In the nation that established The Rights of Man (1789), women, especially, had few civil rights. The Napoleonic code (1804), forbad women to enter into legal contracts. Wives couldn’t engage in commerce without a husband’s written permission. All property in a marriage was the husband’s. By 1860 French women were actively protesting to achieve the vote.

In the light of discord, Napoleon III championed growing French industry and capitalism, and championed the remaking of Paris under Baron Hausman, architect of “Modern” Paris (1854-1870). Napoleon actively supported the Algerian War between French colonists against Muslim Algerians.

Women in France questioned the purposes of marriage and their own rights in the light of the conservative regime. Many historians point to the crinoline cage hoop skirt as the outward symbol of a REAL CAGE.

The Ideal Female Body

In 1856 Frenchman RC Milliet invented the cage as a series of steel bands strung together with tapes and wires, a lightweight “volumizing” hoop skirt. Previous fashion emphasized a unique hourglass silhouette. The ideal female body (1840-1860) was a slim torso, dropped shoulders, small waist, and large hips. Crinoline enabled a corseted waist to look even smaller because of the dome shape. Technology enabled the fashionable woman space, air, and movement. She didn’t need to wear numerous heavy petticoats, but one CAGE of five to eight hoops. These cages often stretched six to eight feet wide.

Fashionable females ‘took up’ eight feet of floor or street space. They asked for two seats on a bus, they expected men’s help downstairs, or up into carriages. Some historians of fashion say this proved servitude to men and fashion. Today we view the elaborate gown, hoop skirt, and think – those skirts limited the female, but they EMPOWERED the female. Taking up SPACE seemed important in a world where you DO NOT take up political SPACE.

In 1860 male commentators on this fashion wrote that a woman could conceal a pregnancy or hide a man under those hoops. These comments, meant as defensive, show the hoop skirt threatened by its very SIZE. Also, fashion historians point out the sexual nature of the 1860s ‘crinoline debate.’ Men wrote, ‘what are you hiding, my lady? And within your own bell-shaped space, what would I SEE?’

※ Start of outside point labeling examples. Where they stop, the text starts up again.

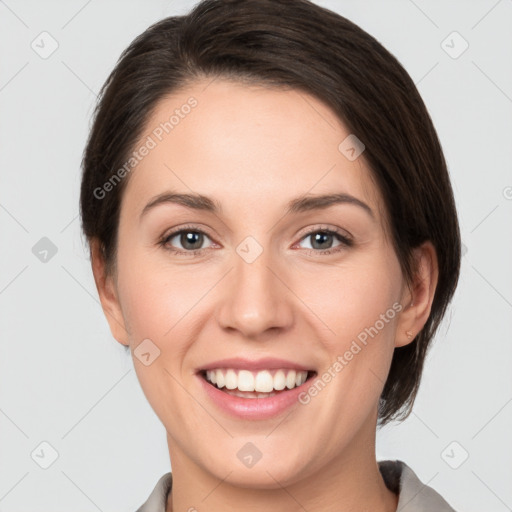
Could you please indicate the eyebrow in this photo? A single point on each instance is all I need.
(297, 205)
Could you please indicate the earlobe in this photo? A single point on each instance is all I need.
(419, 296)
(108, 294)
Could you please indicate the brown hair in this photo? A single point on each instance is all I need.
(291, 44)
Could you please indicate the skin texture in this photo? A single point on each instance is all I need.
(253, 149)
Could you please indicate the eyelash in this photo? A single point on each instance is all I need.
(346, 242)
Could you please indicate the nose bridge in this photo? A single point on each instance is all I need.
(256, 300)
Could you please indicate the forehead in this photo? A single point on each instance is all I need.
(247, 146)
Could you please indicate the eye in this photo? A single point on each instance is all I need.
(191, 239)
(322, 239)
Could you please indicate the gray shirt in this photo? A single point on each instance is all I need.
(413, 495)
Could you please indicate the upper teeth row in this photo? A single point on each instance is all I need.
(261, 381)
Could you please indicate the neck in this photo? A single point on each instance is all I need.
(350, 481)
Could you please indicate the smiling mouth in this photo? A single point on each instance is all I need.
(256, 384)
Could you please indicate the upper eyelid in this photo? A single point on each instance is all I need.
(308, 232)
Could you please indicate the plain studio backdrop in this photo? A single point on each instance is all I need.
(76, 432)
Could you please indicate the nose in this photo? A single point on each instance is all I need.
(256, 299)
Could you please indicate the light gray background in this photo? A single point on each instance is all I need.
(66, 381)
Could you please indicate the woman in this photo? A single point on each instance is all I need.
(273, 236)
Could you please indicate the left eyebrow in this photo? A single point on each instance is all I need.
(297, 205)
(320, 202)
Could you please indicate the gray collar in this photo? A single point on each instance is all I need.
(413, 495)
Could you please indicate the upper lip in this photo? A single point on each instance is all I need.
(266, 363)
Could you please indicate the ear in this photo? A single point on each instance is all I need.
(107, 291)
(420, 295)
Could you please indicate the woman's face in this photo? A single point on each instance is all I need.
(255, 280)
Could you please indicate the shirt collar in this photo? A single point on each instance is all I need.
(413, 494)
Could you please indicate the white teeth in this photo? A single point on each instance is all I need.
(231, 380)
(290, 379)
(262, 381)
(279, 380)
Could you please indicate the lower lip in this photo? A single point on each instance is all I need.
(254, 408)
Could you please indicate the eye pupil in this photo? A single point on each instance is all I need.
(320, 237)
(189, 237)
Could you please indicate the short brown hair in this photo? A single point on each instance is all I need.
(292, 44)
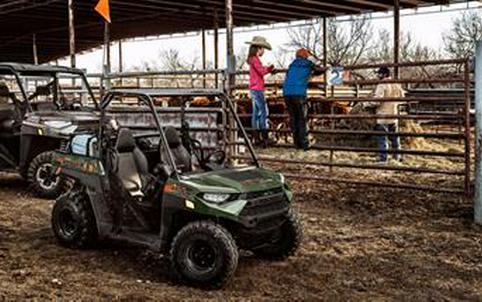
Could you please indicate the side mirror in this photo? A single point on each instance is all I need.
(43, 90)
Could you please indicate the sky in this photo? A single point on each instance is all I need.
(426, 25)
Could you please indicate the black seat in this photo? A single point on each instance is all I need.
(182, 158)
(132, 166)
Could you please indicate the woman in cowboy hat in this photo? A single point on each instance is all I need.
(257, 71)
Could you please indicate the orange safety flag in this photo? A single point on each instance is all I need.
(103, 9)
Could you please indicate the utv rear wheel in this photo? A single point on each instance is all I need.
(204, 254)
(73, 220)
(287, 241)
(42, 178)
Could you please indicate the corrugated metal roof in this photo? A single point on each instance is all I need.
(48, 19)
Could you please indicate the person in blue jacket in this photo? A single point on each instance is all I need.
(295, 90)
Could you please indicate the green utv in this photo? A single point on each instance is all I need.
(40, 108)
(139, 181)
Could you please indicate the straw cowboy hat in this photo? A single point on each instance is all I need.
(261, 42)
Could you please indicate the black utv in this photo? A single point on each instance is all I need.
(40, 107)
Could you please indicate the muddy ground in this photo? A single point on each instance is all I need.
(360, 243)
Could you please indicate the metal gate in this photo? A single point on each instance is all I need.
(435, 129)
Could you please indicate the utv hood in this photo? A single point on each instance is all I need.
(243, 180)
(63, 123)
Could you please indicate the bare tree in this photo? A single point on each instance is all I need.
(410, 50)
(466, 31)
(347, 42)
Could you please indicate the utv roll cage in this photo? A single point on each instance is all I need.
(23, 70)
(147, 95)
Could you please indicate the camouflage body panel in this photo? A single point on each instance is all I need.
(80, 164)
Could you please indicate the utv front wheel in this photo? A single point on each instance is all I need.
(204, 254)
(287, 241)
(42, 178)
(73, 220)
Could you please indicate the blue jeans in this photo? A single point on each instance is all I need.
(383, 141)
(259, 118)
(296, 106)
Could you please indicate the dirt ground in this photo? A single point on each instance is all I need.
(360, 243)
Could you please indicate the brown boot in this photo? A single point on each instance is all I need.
(267, 142)
(256, 139)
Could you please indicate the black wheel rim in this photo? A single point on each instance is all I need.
(67, 223)
(46, 177)
(201, 257)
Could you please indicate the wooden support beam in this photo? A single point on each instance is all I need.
(34, 49)
(216, 47)
(121, 59)
(396, 36)
(107, 67)
(71, 33)
(204, 59)
(231, 61)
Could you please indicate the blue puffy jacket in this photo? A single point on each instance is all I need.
(298, 77)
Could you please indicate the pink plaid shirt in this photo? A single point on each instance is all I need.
(256, 74)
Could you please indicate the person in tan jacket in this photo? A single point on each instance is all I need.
(388, 125)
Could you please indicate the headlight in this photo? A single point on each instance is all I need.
(282, 178)
(215, 197)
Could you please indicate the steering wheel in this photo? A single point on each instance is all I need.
(198, 151)
(218, 157)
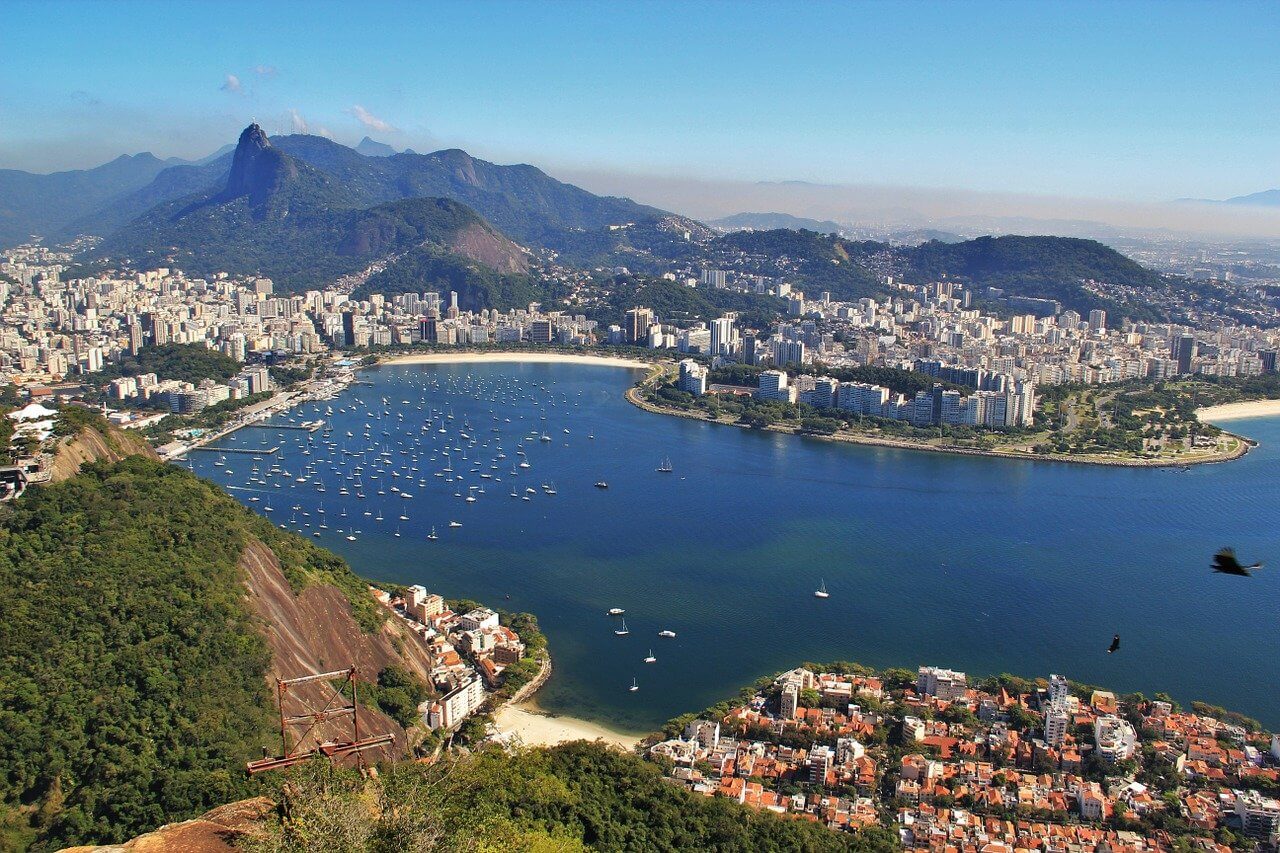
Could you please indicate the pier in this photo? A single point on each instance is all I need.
(310, 427)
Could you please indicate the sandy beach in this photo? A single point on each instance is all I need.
(515, 355)
(536, 728)
(1235, 411)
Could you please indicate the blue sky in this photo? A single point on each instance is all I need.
(1116, 100)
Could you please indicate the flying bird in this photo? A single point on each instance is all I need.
(1226, 564)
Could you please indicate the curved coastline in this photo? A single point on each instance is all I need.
(1239, 410)
(513, 356)
(632, 396)
(1242, 446)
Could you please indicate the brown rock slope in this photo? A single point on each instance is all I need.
(215, 831)
(92, 446)
(314, 632)
(483, 243)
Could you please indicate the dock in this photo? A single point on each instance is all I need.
(310, 427)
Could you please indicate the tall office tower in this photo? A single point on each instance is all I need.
(638, 322)
(722, 337)
(1182, 351)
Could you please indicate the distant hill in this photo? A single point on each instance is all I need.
(520, 200)
(1038, 267)
(771, 220)
(44, 204)
(823, 261)
(1265, 199)
(917, 236)
(300, 224)
(145, 614)
(371, 149)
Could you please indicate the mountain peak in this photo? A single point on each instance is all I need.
(371, 149)
(257, 168)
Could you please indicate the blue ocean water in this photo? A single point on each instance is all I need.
(977, 564)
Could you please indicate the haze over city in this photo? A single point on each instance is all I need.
(1048, 110)
(641, 425)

The threat of the female with a large physical presence led to the rise of what we call the New Domesticity. Mid-19th century education trained young girls as wives and mothers. It saw marriage through matchmaking, not passion or romance, the archetype of the good wife vs. the middleclass adulteress. Divorce wasn’t allowed until 1870, which gave birth to a new French word, ‘feminisme.’

Powerful Container for Symbolism

Men’s fashion of the same era became black, plain, and severe, the bland businessman of the 1840-1870s. Middle and upper class men became SOLEMN, and women became elaborate and ‘large.’

Vilification of what a woman wears, and who she is when she dons a costume (Hillary’s pantsuits) is as common today as then. I find it so fascinating that a woman might choose to wear voluminous crinoline as an ART FORM, to create an illusion, to underscore what she is, where she is. How she envisioned WHO she is, was, perhaps, powerful, because the illusion was also a reality.